My transcription of the line in question was: "I ain't gonna bother nobody, just let the good [country beer][times, baby,] roll on."  (Brackets indicate my alternate readings.)  Upon reading your post, I listened to that line again several times at full speed, half speed and quarter speed; it's fascinating to think that it is "country blues," but I just can't hear it.  For me, this deciphering is largely art or a matter of taste and imagination once I get to this point of uncertainty and I can't make clear phonetic judgments, but that's what I hear. Sort of.  I guess.

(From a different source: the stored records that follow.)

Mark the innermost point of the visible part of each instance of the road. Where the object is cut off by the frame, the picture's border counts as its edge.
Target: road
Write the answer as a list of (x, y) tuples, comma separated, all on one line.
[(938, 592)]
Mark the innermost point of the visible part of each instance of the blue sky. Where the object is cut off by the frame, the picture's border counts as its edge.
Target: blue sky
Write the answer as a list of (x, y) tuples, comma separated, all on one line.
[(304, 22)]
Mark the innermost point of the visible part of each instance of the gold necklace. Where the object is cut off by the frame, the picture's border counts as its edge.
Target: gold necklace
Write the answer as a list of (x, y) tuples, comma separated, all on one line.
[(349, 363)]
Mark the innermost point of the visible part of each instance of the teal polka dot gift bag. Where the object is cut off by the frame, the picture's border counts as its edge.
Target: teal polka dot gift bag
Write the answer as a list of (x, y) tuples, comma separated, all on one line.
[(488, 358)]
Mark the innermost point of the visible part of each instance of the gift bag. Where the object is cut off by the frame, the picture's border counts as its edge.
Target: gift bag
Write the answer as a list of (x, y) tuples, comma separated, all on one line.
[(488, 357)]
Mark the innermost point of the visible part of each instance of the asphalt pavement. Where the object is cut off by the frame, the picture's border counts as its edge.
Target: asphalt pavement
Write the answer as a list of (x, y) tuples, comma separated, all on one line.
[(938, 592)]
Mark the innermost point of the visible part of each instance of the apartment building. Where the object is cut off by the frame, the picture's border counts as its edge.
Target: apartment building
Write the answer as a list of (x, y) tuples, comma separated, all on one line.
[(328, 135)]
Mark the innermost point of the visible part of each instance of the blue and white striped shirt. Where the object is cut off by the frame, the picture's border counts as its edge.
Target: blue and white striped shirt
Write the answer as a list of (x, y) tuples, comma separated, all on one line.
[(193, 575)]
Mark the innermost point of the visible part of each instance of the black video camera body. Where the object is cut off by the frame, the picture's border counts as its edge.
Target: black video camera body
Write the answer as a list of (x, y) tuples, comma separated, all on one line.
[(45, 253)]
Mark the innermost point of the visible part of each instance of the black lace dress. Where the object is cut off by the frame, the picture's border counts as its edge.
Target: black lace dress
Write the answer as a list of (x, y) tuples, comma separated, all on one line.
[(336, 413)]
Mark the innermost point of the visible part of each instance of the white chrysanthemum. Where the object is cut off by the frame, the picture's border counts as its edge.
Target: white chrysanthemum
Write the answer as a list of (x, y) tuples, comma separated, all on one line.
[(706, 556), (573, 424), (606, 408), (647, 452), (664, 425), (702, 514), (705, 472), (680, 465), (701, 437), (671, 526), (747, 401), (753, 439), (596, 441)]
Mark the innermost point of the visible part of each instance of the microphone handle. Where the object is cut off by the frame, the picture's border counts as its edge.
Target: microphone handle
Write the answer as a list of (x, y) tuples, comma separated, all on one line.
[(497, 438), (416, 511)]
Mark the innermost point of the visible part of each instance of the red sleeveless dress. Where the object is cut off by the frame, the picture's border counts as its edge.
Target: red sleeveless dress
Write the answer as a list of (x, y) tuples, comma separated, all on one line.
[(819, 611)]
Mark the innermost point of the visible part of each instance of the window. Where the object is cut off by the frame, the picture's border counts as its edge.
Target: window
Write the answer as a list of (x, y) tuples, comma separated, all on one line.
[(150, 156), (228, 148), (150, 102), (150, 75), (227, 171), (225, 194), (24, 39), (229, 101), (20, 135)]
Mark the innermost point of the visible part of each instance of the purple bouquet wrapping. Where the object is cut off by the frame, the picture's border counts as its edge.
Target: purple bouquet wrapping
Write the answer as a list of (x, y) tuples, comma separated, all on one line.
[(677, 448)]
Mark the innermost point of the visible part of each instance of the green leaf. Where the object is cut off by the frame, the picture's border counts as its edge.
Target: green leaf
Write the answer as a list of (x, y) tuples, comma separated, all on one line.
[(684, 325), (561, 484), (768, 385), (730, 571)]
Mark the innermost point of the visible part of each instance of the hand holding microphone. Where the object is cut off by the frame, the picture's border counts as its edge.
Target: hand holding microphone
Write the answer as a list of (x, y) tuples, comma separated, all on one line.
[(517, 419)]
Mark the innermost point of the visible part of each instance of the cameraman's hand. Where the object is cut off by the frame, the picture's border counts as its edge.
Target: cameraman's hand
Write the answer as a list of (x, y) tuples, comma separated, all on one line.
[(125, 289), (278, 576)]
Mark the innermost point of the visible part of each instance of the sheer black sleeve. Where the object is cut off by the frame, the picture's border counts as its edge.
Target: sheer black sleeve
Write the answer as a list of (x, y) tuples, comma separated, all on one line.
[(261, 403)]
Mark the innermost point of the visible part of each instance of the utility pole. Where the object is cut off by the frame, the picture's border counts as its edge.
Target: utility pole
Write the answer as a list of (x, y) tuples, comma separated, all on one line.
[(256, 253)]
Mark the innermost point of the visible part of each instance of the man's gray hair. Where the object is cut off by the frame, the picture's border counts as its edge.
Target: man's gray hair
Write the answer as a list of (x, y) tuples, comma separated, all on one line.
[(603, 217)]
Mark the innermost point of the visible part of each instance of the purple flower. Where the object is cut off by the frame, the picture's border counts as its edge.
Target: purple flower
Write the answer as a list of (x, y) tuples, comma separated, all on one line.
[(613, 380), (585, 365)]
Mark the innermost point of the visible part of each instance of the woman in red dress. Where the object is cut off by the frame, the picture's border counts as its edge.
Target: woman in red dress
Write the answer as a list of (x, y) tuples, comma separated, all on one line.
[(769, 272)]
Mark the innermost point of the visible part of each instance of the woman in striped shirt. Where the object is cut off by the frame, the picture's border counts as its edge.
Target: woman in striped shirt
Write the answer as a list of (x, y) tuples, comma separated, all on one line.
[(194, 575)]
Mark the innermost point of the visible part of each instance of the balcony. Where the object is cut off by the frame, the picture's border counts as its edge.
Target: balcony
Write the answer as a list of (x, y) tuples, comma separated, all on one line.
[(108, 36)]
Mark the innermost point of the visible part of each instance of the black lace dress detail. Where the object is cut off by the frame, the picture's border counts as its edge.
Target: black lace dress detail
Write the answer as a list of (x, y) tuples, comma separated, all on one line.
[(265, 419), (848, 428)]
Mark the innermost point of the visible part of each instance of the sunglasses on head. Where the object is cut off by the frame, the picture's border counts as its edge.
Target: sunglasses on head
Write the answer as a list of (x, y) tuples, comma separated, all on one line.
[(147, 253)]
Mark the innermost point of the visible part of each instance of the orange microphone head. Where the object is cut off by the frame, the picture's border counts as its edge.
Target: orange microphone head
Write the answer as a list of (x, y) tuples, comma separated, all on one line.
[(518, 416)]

I should perhaps confess to repeating received wisdom, and from faulty memory at that. I purchased the CBS LP in 1963 and that line totally defeated me until someone reviewing the 1971 reissue (see Stefan's under construction Scrapper page) asked if the line "let the good country blues times baby, roll on" was the first usage of the term. On re-listening back then I probably heard what I wanted to hear. I've just played the only version I have and am back where I was 43 years ago - not sure what the hell he sings! Duh.

Anybody have the Macleod Document transcription volumes to see what he came up with? I can't even listen to my set of Carr CDs which were lent to a friend who died in 1997 and I didn't have the heart to ask his widow for their return. Wouldn't be surprised if the 1971 understanding of that line isn't repeated there.